TOOLS FOR COACHES AND MENTORS
Know Your Own Control Triggers
(from Faith and Agility in the book, The Five Insights)
Be aware of when you are fooling yourself about your need for control. If you want to create a senior team that can function without your constant leadership, be aware of these two pitfalls:
- Saying, “I trust your decision, just run it by me before you make it.” What you are really saying is that you don’t trust whoever is making that decision. Incidentally, there is nothing wrong with NOT trusting someone else’s ability to make the kind of decision you think is important, but don’t fake it.
- Waiting until after a decision is made (by the senior team) to state your opinion, particularly when you disagree with the decision.

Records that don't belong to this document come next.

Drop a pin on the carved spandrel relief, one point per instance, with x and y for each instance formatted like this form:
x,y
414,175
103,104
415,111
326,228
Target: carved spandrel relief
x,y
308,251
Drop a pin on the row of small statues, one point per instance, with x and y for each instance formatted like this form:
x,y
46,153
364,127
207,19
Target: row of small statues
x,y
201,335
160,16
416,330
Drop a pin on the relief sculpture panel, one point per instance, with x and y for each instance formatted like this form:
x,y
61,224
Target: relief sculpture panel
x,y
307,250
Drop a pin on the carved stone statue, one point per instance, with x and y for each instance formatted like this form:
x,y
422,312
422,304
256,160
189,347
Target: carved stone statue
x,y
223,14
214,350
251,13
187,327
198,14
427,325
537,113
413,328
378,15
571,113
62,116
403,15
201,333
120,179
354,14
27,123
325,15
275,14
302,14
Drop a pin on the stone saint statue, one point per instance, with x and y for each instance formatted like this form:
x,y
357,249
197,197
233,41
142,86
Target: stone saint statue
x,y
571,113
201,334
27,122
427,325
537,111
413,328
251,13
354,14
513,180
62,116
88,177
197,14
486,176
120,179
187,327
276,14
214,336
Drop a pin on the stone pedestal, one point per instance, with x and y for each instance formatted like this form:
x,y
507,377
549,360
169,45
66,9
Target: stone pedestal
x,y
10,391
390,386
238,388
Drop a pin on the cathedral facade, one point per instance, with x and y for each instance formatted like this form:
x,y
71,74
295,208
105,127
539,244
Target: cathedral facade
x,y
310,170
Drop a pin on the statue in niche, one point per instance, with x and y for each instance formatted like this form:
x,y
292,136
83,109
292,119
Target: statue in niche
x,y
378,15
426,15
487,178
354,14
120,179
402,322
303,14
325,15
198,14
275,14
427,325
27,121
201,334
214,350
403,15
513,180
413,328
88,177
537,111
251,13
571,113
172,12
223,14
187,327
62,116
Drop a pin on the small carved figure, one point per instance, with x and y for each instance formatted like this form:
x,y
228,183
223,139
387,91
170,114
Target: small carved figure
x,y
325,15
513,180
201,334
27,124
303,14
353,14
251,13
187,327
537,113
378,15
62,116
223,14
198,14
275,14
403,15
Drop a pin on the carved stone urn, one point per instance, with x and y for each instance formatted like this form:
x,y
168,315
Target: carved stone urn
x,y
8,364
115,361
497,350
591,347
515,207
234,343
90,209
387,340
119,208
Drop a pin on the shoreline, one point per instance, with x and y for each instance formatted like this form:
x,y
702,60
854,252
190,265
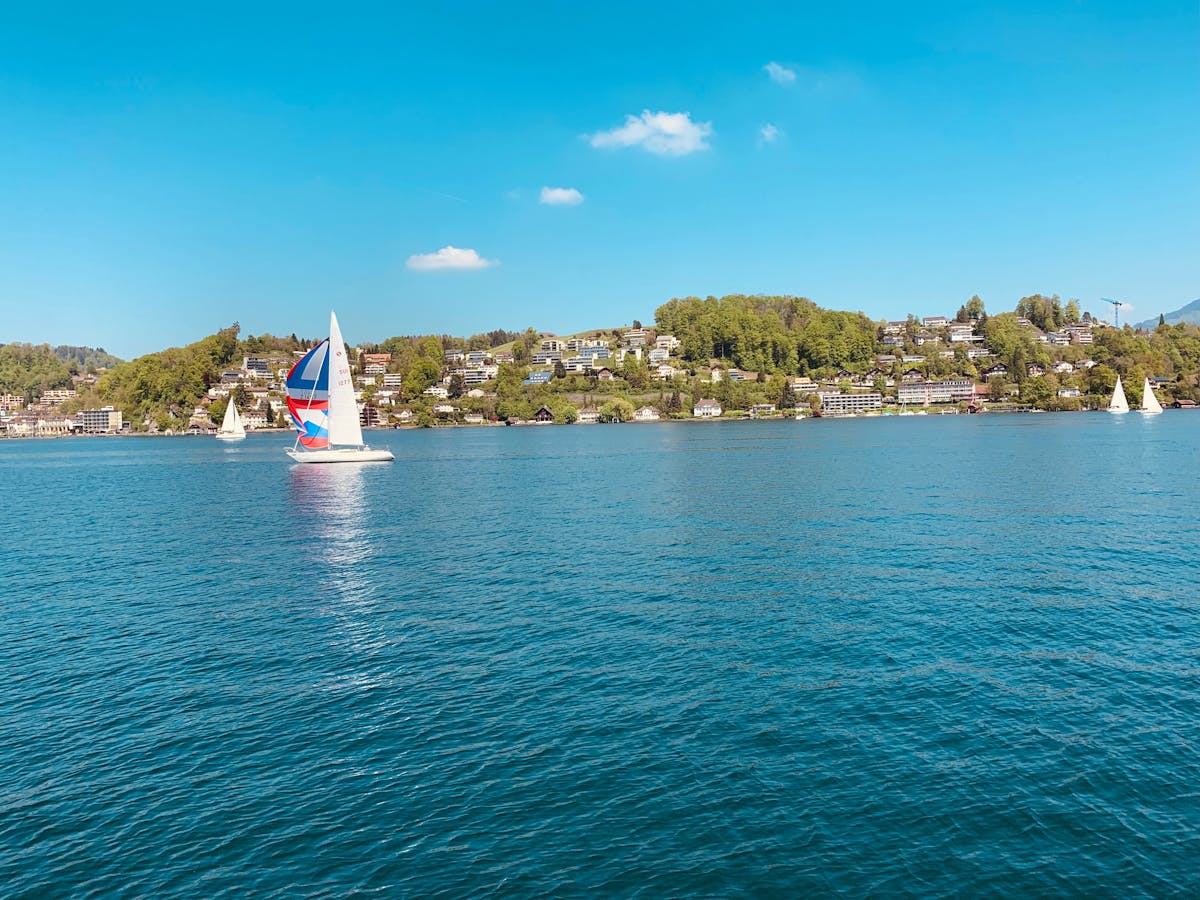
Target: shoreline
x,y
927,413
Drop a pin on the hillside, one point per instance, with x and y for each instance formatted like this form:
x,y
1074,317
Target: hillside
x,y
1188,313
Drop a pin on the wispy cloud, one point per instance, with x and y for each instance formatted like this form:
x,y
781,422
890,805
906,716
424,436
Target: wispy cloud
x,y
779,75
663,133
449,258
561,197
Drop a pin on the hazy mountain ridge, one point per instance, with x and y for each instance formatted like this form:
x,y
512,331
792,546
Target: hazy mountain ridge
x,y
1189,312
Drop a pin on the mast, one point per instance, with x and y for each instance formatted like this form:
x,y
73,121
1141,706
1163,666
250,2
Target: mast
x,y
343,411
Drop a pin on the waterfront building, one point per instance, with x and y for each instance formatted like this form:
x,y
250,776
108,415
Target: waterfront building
x,y
101,421
925,393
841,403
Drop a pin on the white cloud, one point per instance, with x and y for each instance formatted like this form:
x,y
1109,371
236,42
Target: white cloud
x,y
769,133
449,258
561,197
663,133
779,75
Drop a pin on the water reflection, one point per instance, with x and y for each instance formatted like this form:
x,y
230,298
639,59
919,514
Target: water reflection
x,y
328,509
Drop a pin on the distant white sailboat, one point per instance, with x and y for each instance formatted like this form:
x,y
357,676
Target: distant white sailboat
x,y
1150,405
231,426
1119,403
321,400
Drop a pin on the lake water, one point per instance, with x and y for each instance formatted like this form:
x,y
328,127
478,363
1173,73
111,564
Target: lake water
x,y
910,655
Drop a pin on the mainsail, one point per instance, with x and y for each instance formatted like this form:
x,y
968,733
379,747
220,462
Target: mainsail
x,y
343,409
321,399
1150,403
232,421
1119,403
309,396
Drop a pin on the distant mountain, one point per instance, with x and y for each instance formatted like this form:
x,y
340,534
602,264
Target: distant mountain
x,y
1185,313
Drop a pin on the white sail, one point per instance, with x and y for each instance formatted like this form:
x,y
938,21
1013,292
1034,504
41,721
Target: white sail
x,y
1119,403
232,423
343,411
1150,405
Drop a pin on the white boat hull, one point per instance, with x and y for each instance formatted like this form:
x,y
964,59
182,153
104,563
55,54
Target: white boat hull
x,y
351,454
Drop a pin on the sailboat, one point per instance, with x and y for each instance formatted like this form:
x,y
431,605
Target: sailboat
x,y
1150,405
1119,403
321,400
231,426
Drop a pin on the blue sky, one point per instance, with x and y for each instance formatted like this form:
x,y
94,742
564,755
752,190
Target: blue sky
x,y
165,172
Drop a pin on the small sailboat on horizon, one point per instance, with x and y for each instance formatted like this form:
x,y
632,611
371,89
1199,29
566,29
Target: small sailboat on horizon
x,y
1119,403
321,400
231,426
1150,405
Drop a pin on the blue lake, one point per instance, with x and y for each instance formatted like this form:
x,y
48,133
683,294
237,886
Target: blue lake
x,y
909,655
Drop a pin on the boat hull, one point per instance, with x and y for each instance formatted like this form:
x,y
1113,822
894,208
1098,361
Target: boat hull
x,y
352,454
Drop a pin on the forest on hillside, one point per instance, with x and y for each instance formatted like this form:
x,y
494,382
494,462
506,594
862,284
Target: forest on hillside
x,y
767,335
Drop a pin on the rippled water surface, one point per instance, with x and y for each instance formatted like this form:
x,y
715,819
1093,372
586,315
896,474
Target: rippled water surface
x,y
945,655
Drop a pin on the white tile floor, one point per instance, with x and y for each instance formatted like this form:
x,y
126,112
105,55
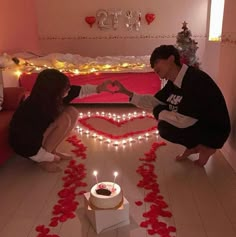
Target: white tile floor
x,y
202,200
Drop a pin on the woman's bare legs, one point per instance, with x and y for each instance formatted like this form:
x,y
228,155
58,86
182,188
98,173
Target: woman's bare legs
x,y
56,133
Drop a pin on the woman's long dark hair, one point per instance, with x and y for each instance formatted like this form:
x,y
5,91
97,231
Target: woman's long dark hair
x,y
48,91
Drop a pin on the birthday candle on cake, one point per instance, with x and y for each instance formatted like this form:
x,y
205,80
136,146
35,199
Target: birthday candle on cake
x,y
95,174
115,175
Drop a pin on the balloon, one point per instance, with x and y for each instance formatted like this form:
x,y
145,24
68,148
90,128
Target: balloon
x,y
150,17
90,20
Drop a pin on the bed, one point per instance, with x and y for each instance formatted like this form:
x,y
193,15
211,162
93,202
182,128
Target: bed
x,y
133,72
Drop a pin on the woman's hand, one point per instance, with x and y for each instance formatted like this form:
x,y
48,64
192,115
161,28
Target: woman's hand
x,y
122,89
103,86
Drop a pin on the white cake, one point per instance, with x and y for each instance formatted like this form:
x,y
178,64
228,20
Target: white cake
x,y
111,196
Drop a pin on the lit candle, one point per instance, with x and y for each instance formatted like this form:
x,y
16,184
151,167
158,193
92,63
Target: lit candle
x,y
95,174
115,175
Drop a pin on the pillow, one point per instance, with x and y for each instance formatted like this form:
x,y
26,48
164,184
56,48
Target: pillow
x,y
1,90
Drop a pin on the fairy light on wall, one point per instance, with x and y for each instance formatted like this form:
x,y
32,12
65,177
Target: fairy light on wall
x,y
216,20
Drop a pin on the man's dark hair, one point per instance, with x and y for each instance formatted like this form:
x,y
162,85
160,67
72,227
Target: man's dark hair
x,y
164,52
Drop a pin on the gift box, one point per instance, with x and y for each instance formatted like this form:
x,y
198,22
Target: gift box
x,y
107,219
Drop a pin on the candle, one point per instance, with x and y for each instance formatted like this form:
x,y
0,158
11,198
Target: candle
x,y
95,174
115,175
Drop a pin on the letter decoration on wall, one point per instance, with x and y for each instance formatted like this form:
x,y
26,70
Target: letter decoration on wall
x,y
109,19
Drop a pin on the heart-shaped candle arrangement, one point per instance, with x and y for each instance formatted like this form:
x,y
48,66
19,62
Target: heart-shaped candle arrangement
x,y
120,124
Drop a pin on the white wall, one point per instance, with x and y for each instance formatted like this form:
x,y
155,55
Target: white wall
x,y
62,26
227,75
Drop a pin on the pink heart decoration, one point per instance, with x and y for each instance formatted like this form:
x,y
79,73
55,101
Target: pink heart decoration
x,y
150,17
90,20
96,119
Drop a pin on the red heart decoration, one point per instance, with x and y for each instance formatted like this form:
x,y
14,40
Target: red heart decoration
x,y
151,126
150,17
90,20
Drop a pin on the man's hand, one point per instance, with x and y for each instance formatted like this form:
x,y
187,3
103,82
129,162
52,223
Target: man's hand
x,y
121,88
103,86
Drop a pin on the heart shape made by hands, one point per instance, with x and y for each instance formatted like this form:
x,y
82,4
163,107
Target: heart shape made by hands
x,y
112,88
150,17
90,20
122,129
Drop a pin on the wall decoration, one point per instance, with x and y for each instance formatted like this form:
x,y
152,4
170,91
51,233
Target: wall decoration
x,y
150,17
141,36
133,20
90,20
108,19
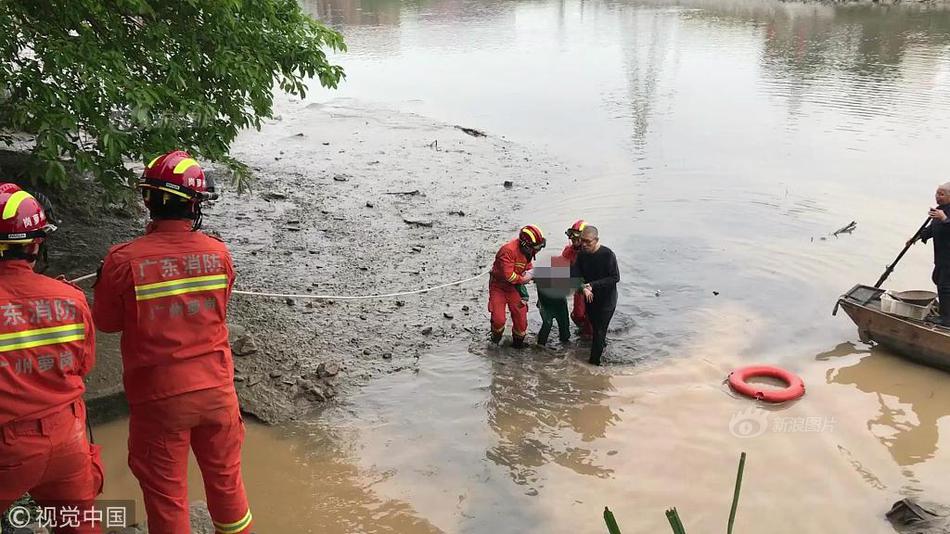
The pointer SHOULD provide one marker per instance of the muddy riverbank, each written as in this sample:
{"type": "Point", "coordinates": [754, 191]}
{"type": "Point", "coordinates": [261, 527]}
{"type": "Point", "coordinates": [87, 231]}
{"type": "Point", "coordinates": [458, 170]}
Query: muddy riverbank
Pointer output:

If you want to let the team make the decision on their own, then let them do it and learn from it without additional “I told you so” input. “I told you so” feedback doesn’t help anyone except perhaps to give you some odd sense of satisfaction. If you disagree with a prospective decision that may be made by the senior team, say so or don’t, but support the team’s process in the end and be there to help them clean up the mess, if one is created.
Instead, follow these two guidelines:
- Pick your role and stick to it. Leaders who want their senior teams to grow and become more capable have a hard time picking how they want to participate and sticking to it. If you want to approve/disapprove any decision made, but you don’t want to have to be the one to think through the choice of decisions, then do that. If you want to do nothing other that to watch how the senior team does managing the company without you for 6 months, then do that (I don’t recommend this approach, incidentally). If you want your opinion to be of equal weight to the rest of the team, then do that. Whatever your role will be, pick one and do your best to stick to it.
- Make sure people know what they have control over and what they don’t. Don’t think giving someone a false sense of authority as a means of bolstering their self confidence is helpful—it is not.